From the album One Thing At A Time
This is about someone who has convinced herself that clarity is the goal while her actions prove chaos is the comfort zone. She catalogs the sensations of overwhelm without ever naming what actually overwhelms her, as if keeping it vague keeps it manageable. The climactic escape is flying down the highway the wrong way with the sun in her eyes, which means the peace she claims to want would actually terrify her.
I don't know where to start / When every thought at once / Comes flooding til I'm underwater
The drowning image is physical but the trigger stays abstract. She never names what thought or decision has her stuck, which suggests the paralysis might be the point. If she picked one thing to think about, she'd have to actually do something about it.
Over-analyse my dreams n pick apart the seams / Always working from the same old pattern
She describes her overthinking like a compulsion she's watching herself perform. The phrase 'always working from the same old pattern' means she knows this is a loop and keeps doing it anyway. Awareness without change is just another form of the same paralysis.
Oh my god just one thing at a time / Don't get why it's so hard to find / Some peace and quiet swimming in my mind
The plea for 'one thing at a time' is itself another thought flooding in. Peace and quiet 'swimming' in her mind is a weird image because swimming is active, not restful. She might want the feeling of motion more than the feeling of calm.

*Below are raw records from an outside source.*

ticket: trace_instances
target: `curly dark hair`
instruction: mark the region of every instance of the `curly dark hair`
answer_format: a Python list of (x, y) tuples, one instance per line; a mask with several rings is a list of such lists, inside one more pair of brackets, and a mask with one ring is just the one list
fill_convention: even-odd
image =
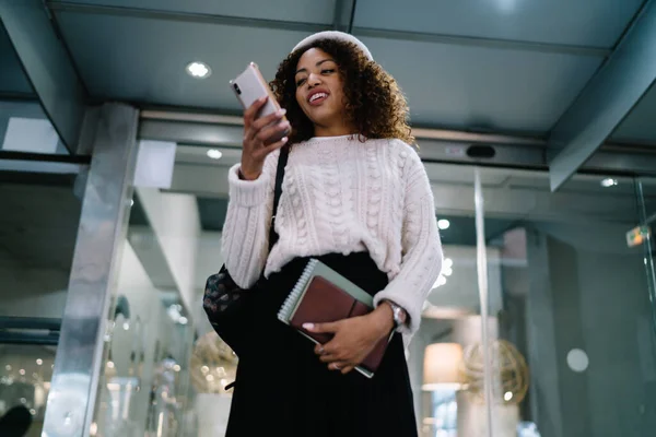
[(414, 143), (409, 126), (406, 97), (395, 79), (383, 68), (368, 60), (356, 45), (333, 39), (319, 39), (302, 47), (284, 59), (270, 85), (280, 105), (286, 109), (292, 125), (290, 143), (298, 143), (314, 137), (314, 126), (296, 102), (294, 75), (301, 56), (311, 48), (330, 55), (339, 67), (344, 83), (345, 114), (364, 139), (399, 139)]

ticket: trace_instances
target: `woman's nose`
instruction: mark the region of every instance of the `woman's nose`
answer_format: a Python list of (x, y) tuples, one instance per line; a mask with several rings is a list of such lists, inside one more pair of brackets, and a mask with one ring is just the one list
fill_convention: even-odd
[(311, 73), (307, 78), (307, 83), (309, 86), (317, 86), (321, 83), (321, 80), (319, 79), (318, 74)]

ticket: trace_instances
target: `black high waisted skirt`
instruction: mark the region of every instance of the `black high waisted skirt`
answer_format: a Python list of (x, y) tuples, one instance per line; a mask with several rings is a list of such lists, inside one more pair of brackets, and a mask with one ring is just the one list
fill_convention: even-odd
[[(317, 257), (367, 293), (388, 283), (368, 253)], [(376, 375), (328, 370), (314, 343), (278, 320), (307, 258), (271, 274), (258, 293), (246, 328), (257, 346), (239, 356), (227, 437), (415, 437), (412, 390), (400, 334), (395, 334)], [(250, 319), (250, 318), (249, 318)]]

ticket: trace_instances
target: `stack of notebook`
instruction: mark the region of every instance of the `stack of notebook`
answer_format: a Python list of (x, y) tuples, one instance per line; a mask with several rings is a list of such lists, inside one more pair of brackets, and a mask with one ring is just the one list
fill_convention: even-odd
[[(278, 319), (315, 343), (326, 344), (332, 334), (309, 332), (303, 323), (326, 323), (364, 316), (373, 308), (374, 298), (368, 293), (319, 260), (312, 259), (280, 308)], [(355, 369), (372, 378), (388, 343), (389, 338), (382, 339)]]

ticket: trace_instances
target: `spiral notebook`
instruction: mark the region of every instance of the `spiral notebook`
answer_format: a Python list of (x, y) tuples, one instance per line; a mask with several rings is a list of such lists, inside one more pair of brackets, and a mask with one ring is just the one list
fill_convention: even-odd
[[(374, 298), (364, 290), (317, 259), (311, 259), (296, 285), (278, 312), (278, 319), (315, 343), (325, 344), (330, 333), (315, 333), (303, 323), (326, 323), (364, 316), (374, 308)], [(355, 369), (372, 378), (385, 355), (389, 338), (382, 339)]]

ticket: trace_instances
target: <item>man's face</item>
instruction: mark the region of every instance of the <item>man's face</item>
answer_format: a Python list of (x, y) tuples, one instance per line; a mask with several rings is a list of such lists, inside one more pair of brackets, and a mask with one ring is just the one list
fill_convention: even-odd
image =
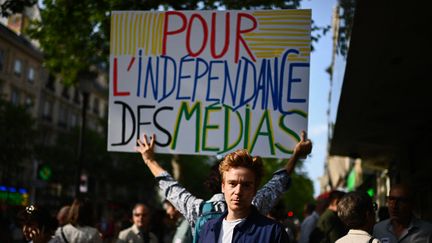
[(406, 188), (395, 187), (390, 190), (387, 198), (390, 218), (398, 221), (407, 221), (411, 219), (412, 200)]
[(177, 210), (175, 209), (175, 207), (173, 205), (171, 205), (169, 203), (165, 203), (164, 208), (165, 208), (166, 214), (169, 216), (170, 219), (176, 218)]
[(147, 228), (150, 220), (150, 212), (145, 206), (137, 206), (133, 211), (132, 220), (138, 228)]
[(224, 172), (222, 192), (228, 210), (235, 213), (248, 212), (256, 193), (255, 174), (247, 168), (230, 168)]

On a scenic drive, I'm flying down / The middle of the highway / Wrong way. The sun in my eyes
The supposed escape is fast, dangerous, and literally going the wrong direction. If this is what freedom looks like to her, then the chaos isn't something happening to her. It's something she drives toward every time things get too still.
The song ends with 'gotta fix this all somehow' right after describing a scene of total chaos, which means she still thinks there's a solution waiting if she can just think hard enough. The real tension is that her desire for change is another string in the pattern she claims to want to escape. Barnett never resolves it because the narrator can't.